Folha de S. Paulo


editorial

A reforma do humano

Comemora-se neste ano meio século do primeiro transplante de coração, realizado em dezembro de 1967 pelo cirurgião sul-africano Christiaan Barnard. O procedimento só não é corriqueiro hoje pela carência de doadores; na época, causou furor.

A comoção advinha de cruzar uma fronteira simbólica. O que todos viam como âmago da vida (se não da alma) podia ser substituído e resvalava, assim, para a condição de objeto técnico.

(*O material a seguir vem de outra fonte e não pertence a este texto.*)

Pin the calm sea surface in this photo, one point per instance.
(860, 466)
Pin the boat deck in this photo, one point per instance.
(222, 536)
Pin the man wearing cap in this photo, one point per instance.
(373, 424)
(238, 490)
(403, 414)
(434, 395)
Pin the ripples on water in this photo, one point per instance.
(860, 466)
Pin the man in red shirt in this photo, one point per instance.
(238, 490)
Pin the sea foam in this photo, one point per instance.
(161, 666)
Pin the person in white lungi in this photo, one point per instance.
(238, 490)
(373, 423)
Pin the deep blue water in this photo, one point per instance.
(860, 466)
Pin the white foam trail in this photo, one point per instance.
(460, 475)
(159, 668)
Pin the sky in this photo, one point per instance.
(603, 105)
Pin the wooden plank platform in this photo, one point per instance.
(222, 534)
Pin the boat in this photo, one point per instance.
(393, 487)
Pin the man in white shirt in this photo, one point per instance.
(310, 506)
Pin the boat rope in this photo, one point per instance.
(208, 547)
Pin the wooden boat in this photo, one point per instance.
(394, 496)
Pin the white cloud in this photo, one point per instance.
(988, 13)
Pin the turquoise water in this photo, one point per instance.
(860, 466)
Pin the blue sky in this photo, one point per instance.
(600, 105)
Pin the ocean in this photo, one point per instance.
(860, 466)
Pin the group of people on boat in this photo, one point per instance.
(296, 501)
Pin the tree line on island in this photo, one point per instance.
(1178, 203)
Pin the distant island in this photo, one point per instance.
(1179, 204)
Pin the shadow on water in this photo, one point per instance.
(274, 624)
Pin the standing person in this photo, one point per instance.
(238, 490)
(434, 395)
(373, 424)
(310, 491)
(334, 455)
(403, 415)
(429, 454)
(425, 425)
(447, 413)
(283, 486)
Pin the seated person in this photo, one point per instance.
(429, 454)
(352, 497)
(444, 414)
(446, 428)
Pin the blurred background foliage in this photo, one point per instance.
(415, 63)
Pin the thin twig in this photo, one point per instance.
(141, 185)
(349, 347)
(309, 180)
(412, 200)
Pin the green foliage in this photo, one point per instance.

Processo similar de normalização se deu com a fertilização in vitro. Em breve, deve acontecer o mesmo com a manipulação do genoma, que para não poucos é a sede do que significa ser humano.

Convém ir devagar com o andor, no entanto, recomenda um relatório lançado na terça-feira (14). "Edição do Genoma Humano: Ciência, Ética e Governança", elaborado a pedido das academias norte-americanas de Ciências e de Medicina, emergiu de um comitê internacional com 22 especialistas.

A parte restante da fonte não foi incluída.